Il regime è fratturato. Lo era già all’indomani dell’elezione di Ahmadinejad, quando un parlamento in teoria "conservatore" come lui gli bocciò un ministro ogni cinque, in particolare quelli destinati ai dicasteri cruciali, gli Esteri e l’influentissimo ministero del Petrolio.
Come in ogni autoritarismo petrolifero c’è in Iran un blocco di potere consolidato che non intende lasciare il passo ai "rivoluzionari". Diffida dell’ideologia che minaccia l’economia, del puritanesimo che attenta alla ricchezza più o meno lecita, delle avventure che disturbano gli affari.
Parte di questo establishment (soprattutto l’apparato militare, legato ai Pasdaran) è stata determinante nell’elezione di Ahmadinejad e gli è rimasta legata. Ma in dicembre i potentati iraniani hanno visto il presidente perdere male le amministrative e precipitare nei pronostici, soprattutto a causa dell’andamento dell’economia. L’inflazione è aumentata, la disoccupazione non è diminuita, gli introiti offerti dal petrolio non sono arrivati all’elettorato in una forma soddisfacente. In giugno 50 autorevoli economisti hanno accusato Ahmadinejad di essere un incompetente. Se una guerra non l’aiuta, difficile possa risalire la china.
Per nostra buona fortuna una guerra non pare nell’aria. Ma non pareva nell’aria neppure nel 1913. E anzi, chi oggi rilegga i carteggi intercorsi tra le Case reali europee alla vigilia della prima guerra mondiale non può non trovare stupefacenti i sentimenti amichevoli e le aspirazioni alla pace espressi da sovrani che di lì a poco avrebbero lanciato le loro armate nel conflitto più sanguinario e rovinoso mai combattuto prima. Al dunque quella consorteria di teste coronate finì, senza averne alcuna intenzione e quasi per forza inerziale, dentro il disastro che avrebbe volentieri evitato.

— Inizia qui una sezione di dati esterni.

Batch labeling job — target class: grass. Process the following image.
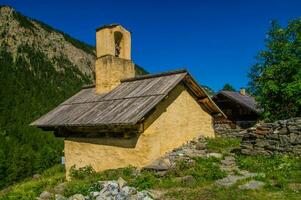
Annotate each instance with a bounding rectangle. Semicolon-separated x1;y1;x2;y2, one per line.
0;165;65;200
0;138;301;200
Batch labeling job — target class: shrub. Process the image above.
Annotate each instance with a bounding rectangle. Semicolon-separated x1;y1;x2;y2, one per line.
207;137;240;153
70;165;96;179
237;155;301;189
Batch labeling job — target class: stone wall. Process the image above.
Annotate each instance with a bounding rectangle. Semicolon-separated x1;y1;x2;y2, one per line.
241;117;301;156
214;123;247;138
64;84;214;178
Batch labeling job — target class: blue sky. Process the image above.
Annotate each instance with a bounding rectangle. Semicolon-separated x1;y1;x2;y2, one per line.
0;0;301;91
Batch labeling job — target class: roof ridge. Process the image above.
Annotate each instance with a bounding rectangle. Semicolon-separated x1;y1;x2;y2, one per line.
120;69;188;83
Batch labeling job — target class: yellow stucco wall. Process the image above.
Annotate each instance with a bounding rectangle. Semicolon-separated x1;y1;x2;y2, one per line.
96;25;131;60
95;55;136;94
65;85;214;177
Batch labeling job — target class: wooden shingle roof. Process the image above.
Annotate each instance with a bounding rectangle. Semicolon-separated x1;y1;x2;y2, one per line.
218;90;260;113
31;70;223;127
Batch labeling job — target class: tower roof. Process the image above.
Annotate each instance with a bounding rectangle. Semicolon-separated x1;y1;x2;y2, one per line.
31;70;225;129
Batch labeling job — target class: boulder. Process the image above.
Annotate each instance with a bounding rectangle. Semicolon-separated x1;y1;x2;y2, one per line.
207;153;223;159
55;194;67;200
68;194;85;200
176;175;196;185
144;158;171;171
117;177;127;188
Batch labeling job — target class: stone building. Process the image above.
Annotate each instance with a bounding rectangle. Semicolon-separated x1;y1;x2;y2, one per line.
31;25;225;176
212;89;260;128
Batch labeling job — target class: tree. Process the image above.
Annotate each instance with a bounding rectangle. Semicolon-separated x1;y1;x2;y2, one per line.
248;18;301;120
222;83;235;91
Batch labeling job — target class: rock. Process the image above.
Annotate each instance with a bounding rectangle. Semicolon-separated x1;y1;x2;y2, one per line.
32;174;41;179
279;135;290;146
255;126;272;135
55;194;67;200
255;139;268;147
207;153;223;159
238;180;264;190
215;175;245;187
90;192;100;198
117;177;127;188
68;194;85;200
38;191;53;200
287;125;301;132
195;143;206;150
176;175;196;185
290;133;301;144
53;182;67;194
288;183;301;192
292;145;301;156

Oggi il sistema delle relazioni internazionali prevede strumenti abbastanza raffinati per evitare guerre casuali, e vie d’uscita che prima non erano contemplate. Ma tuttora la somma di un vecchio ordine che non tiene più, egemonie in crisi, deliri di potenza e clamorose inettitudini di governanti, può produrre miscele tra le più esplosive. Cerchiamo di non dimenticarlo.